Of course, in most of these communities, there are stray dog and cat populations. Even in this case, the low sterilization cost makes it much more likely that local animal nonprofits or even municipal authorities will underwrite the costs. And most of the McKee-trained vets make a habit of conducting at least one low-cost clinic per month targeted to this population.
Orchestrating and conducting these training sessions, as well as meeting with diverse community members, raising awareness, conducting outreach to new areas and providing follow-up, falls to a remarkably small crew of dedicated staffers.

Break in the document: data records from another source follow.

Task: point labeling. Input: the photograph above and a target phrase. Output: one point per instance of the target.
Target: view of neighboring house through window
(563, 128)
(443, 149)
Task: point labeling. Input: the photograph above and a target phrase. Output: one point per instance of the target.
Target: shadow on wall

Yet, with each training session, the number of supporters and advocates grows. “McKee is a collaborative effort, and it’s much like a table — without one leg, it tips over,” says Crawford. “McKee truly comprises hundreds, if not thousands, of selfless and committed community veterinarians, community leaders and animal lovers.” One thing the McKee program does not endorse is the creation and maintenance of traditional animal shelters.
Without the cultural predisposition toward adoption, such shelters fill up immediately with unwanted cats and dogs who have virtually no hope of ever finding homes. Living in cramped conditions, the animals suffer terribly, and most are euthanized. Euthanasia rates of 99 percent throughout Latin America and the Caribbean are not uncommon.

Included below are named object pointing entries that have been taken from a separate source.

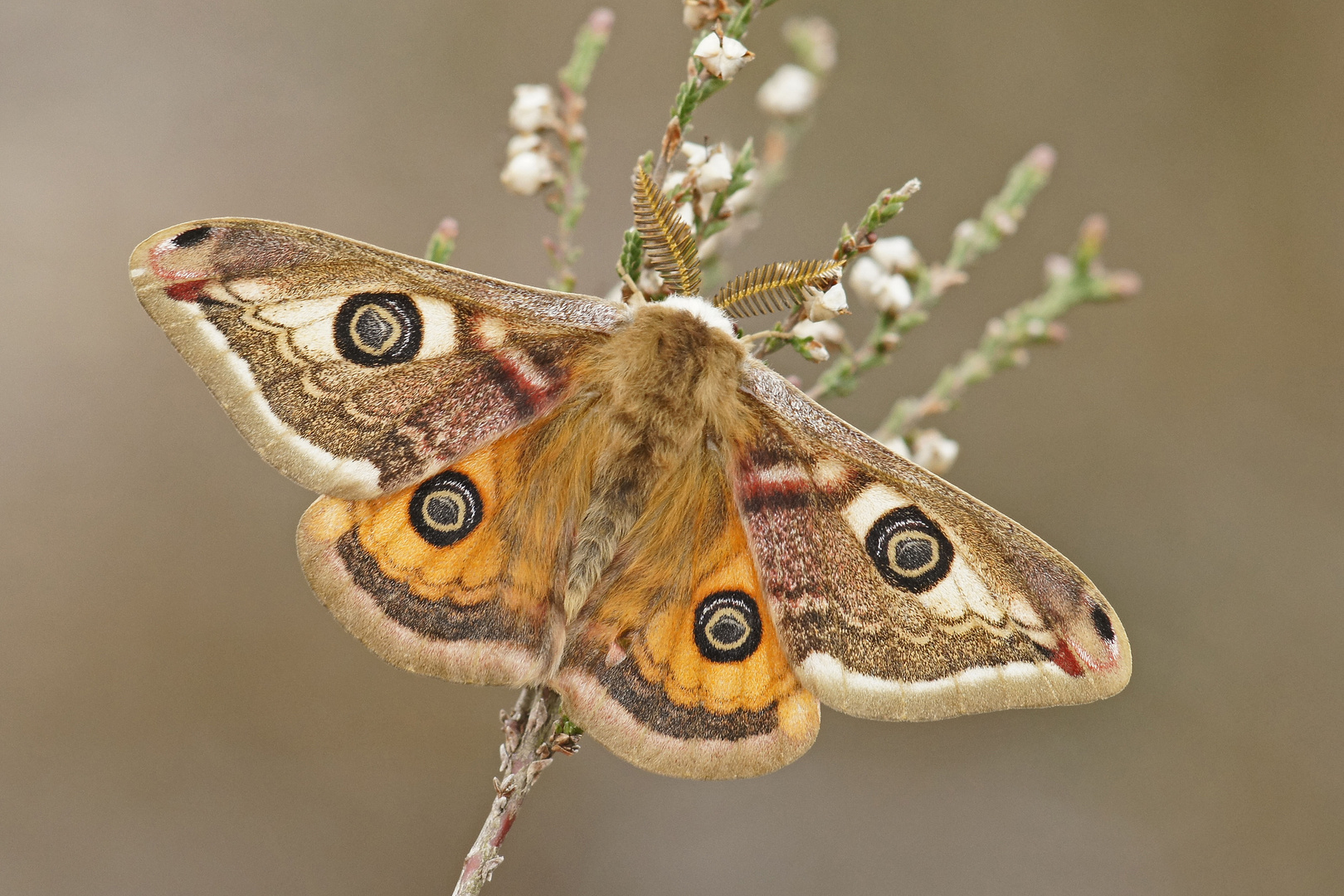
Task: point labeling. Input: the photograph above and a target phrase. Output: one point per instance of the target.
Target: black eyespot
(446, 509)
(1103, 624)
(728, 626)
(908, 550)
(188, 238)
(377, 329)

In fact, shelters in these areas may actually perpetuate the problem of animal overpopulation by removing the incentive for spay or neuter. If someone has a place to dump successive litters of unwanted puppies, why bother to get the mother fixed?

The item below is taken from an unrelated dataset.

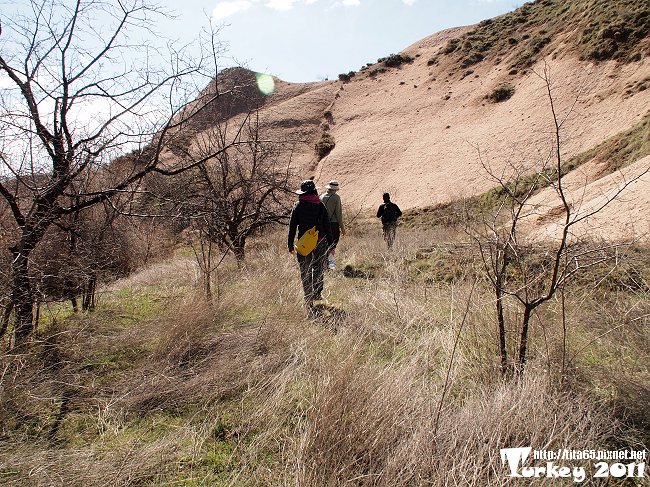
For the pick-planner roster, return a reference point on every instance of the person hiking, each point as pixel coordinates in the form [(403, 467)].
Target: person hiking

“The thing is, if you have a shelter, people will treat it like a dumpster and they won’t fix the problem in the long term,” says Wilson. “If you take the limited resources that these countries have and invest them in more strategic areas like spay/neuter and education, then you won’t fill up shelters in the first place.”
As a “McKee witness,” Wilson probably has a pretty good idea where he would like to see those limited resources directed.
CYCLE 4 STRAYS
For the past three winters, Davide Ulivieri has spent a few weeks living like a stray dog. Starting and/or finishing in Costa Rica, he rode his bicycle thousands of kilometers in all types of weather, climbing mountain passes, crossing hot deserts and wading through swollen rivers. Traveling without a support vehicle, he aims to be a pedaling example of the hardships faced by homeless dogs in the developing world, and his quest is to raise awareness about responsible ownership and the need for compassion.
He also hopes to raise financial support for the McKee Project, the National Association for the Protection of Animals of Costa Rica and Spay Panama. His 2010 ride, launching from Best Friends Animal Sanctuary in Utah, where he’d been a Dogtown caretaker, started in the snow. He rode 5,000 kilometers in 70 days through Mexico, Guatemala, El Salvador, Honduras, Nicaragua and Costa Rica.
While Ulivieri usually rides alone, this year, he is launching an additional series of less-demanding cycle tours (called Ciclo-Turismo Animalero) so more riders can join him. The seven-day tours in Costa Rica will include plenty of cycling plus stops at a spay/neuter clinic, a shelter and a wildlife refuge. All profits, after costs, will be donated to the McKee Project.